You are given a 0-indexed integer array stations of length n, where stations[i] represents the number of power stations in the ith city.
Each power station can provide power to every city in a fixed range. In other words, if the range is denoted by r, then a power station at city i can provide power to all cities j such that |i - j| <= r and 0 <= i, j <= n - 1.
Note that |x| denotes absolute value. For example, |7 - 5| = 2 and |3 - 10| = 7.
The power of a city is the total number of power stations it is being provided power from.
The government has sanctioned building k more power stations, each of which can be built in any city, and have the same range as the pre-existing ones.
Given the two integers r and k, return the maximum possible minimum power of a city, if the additional power stations are built optimally.
Note that you can build the k power stations in multiple cities.
Example 1:
Input: stations = [1,2,4,5,0], r = 1, k = 2
Output: 5
Explanation:
One of the optimal ways is to install both the power stations at city 1.
So stations will become [1,4,4,5,0].
- City 0 is provided by 1 + 4 = 5 power stations.
- City 1 is provided by 1 + 4 + 4 = 9 power stations.
- City 2 is provided by 4 + 4 + 5 = 13 power stations.
- City 3 is provided by 5 + 4 = 9 power stations.
- City 4 is provided by 5 + 0 = 5 power stations.
So the minimum power of a city is 5.
Since it is not possible to obtain a larger power, we return 5.
Example 2:
Input: stations = [4,4,4,4], r = 0, k = 3
Output: 4
Explanation:
It can be proved that we cannot make the minimum power of a city greater than 4.
According to the problem description, the minimum number of power stations increases as the value of $k$ increases. Therefore, we can use binary search to find the largest minimum number of power stations, ensuring that the additional power stations needed do not exceed $k$.
First, we use a difference array and prefix sum to calculate the initial number of power stations in each city, recording it in the array $s$, where $s[i]$ represents the number of power stations in the $i$-th city.
Next, we define the left boundary of the binary search as $0$ and the right boundary as $2^{40}$. Then, we implement a function $check(x, k)$ to determine whether the minimum number of power stations in the cities can be $x$, ensuring that the additional power stations needed do not exceed $k$.
The implementation logic of the function $check(x, k)$ is as follows:
Traverse each city. If the number of power stations in the current city $i$ is less than $x$, we can greedily build a power station at the rightmost possible position, $j = \min(i + r, n - 1)$, to cover as many cities as possible.
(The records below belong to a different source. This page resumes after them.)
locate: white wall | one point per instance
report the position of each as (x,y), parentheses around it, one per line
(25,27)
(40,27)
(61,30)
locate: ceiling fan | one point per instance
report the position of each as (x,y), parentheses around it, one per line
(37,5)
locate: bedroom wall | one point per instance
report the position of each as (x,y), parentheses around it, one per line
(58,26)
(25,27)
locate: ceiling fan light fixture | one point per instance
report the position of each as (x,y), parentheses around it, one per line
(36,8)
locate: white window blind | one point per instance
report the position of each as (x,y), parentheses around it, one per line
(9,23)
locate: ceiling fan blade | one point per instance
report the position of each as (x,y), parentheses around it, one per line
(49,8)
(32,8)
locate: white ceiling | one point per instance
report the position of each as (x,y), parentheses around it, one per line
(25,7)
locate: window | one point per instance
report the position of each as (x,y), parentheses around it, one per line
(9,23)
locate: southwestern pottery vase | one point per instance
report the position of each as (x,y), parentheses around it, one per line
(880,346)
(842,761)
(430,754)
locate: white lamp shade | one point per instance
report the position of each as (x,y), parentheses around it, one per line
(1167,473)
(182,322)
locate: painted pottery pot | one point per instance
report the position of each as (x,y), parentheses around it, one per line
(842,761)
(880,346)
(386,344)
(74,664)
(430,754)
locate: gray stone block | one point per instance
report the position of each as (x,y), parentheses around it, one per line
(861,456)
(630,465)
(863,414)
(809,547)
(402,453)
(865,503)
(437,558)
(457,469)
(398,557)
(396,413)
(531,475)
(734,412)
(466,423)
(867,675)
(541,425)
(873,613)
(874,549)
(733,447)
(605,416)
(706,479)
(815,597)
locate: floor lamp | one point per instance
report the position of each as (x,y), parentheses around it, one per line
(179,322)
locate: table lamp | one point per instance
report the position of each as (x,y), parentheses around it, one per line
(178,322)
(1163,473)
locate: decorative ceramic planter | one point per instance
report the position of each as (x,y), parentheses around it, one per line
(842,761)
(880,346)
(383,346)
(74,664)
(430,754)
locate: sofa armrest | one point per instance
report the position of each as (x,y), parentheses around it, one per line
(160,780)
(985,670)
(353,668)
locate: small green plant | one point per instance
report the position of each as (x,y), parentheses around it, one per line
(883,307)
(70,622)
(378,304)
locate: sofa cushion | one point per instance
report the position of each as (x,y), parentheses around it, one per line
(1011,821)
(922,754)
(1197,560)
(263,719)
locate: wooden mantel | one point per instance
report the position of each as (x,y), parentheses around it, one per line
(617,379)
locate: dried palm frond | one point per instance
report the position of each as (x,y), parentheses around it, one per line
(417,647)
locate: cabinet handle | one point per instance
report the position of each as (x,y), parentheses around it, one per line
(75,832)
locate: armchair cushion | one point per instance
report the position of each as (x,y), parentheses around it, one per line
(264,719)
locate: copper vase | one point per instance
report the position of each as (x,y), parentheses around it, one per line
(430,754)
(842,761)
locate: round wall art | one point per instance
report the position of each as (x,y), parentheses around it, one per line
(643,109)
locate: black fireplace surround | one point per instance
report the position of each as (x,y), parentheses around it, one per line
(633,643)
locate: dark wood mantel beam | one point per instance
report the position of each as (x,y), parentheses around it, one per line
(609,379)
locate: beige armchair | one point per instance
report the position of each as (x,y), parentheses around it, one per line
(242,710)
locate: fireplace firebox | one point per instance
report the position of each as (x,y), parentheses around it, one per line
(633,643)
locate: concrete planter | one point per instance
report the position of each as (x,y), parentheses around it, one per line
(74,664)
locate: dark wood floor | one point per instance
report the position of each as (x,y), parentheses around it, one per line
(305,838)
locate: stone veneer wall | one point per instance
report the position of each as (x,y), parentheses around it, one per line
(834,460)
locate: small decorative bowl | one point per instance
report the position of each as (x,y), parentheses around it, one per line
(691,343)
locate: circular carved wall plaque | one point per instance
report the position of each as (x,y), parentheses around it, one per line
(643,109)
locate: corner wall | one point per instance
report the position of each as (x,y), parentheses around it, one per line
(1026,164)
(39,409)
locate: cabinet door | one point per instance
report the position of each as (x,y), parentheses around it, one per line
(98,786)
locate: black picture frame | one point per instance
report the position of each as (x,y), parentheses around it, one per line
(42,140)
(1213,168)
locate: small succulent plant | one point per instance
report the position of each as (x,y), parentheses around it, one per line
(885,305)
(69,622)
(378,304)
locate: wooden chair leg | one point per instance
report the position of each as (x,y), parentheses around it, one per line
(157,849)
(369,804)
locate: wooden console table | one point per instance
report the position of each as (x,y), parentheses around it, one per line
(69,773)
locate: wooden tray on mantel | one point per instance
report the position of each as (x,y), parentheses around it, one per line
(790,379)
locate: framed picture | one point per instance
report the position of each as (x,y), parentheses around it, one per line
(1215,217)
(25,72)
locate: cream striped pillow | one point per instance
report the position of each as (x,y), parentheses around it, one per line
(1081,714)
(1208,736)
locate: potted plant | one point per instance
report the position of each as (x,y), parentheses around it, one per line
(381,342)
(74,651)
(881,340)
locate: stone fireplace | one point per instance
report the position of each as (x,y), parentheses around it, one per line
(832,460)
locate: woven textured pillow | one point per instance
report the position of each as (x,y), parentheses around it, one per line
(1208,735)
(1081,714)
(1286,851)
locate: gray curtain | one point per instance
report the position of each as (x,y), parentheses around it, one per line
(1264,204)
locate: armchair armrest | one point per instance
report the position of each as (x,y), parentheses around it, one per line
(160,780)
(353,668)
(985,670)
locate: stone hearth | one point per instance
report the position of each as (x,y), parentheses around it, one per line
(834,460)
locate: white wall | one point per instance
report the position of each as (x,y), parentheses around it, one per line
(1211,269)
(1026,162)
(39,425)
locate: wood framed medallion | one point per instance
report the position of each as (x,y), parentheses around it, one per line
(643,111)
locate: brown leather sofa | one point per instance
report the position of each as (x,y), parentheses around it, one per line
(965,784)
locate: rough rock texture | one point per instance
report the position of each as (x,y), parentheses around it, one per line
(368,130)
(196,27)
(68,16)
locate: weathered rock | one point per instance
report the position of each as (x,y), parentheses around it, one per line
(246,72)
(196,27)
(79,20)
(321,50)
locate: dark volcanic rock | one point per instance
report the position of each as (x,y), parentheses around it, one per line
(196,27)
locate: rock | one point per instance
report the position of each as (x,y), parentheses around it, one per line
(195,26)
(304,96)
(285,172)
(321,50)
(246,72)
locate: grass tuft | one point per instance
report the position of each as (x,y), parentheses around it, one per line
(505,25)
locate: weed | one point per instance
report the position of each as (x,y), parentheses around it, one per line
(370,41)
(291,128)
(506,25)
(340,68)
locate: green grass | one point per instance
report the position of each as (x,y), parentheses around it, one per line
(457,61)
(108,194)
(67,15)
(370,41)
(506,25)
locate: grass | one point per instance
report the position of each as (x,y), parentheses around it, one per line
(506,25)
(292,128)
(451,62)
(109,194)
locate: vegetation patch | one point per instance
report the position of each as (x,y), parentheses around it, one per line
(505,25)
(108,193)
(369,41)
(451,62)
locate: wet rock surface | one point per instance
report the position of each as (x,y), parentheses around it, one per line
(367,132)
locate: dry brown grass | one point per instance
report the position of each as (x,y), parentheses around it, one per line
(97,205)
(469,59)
During this process, we can use the difference array to add a certain value to a continuous segment. If the number of additional power stations needed exceeds $k$, then $x$ does not meet the condition, and we return false. Otherwise, after the traversal, return true.
The time complexity is $O(n \times \log M)$, and the space complexity is $O(n)$. Here, $n$ is the number of cities, and $M$ is fixed at $2^{40}$.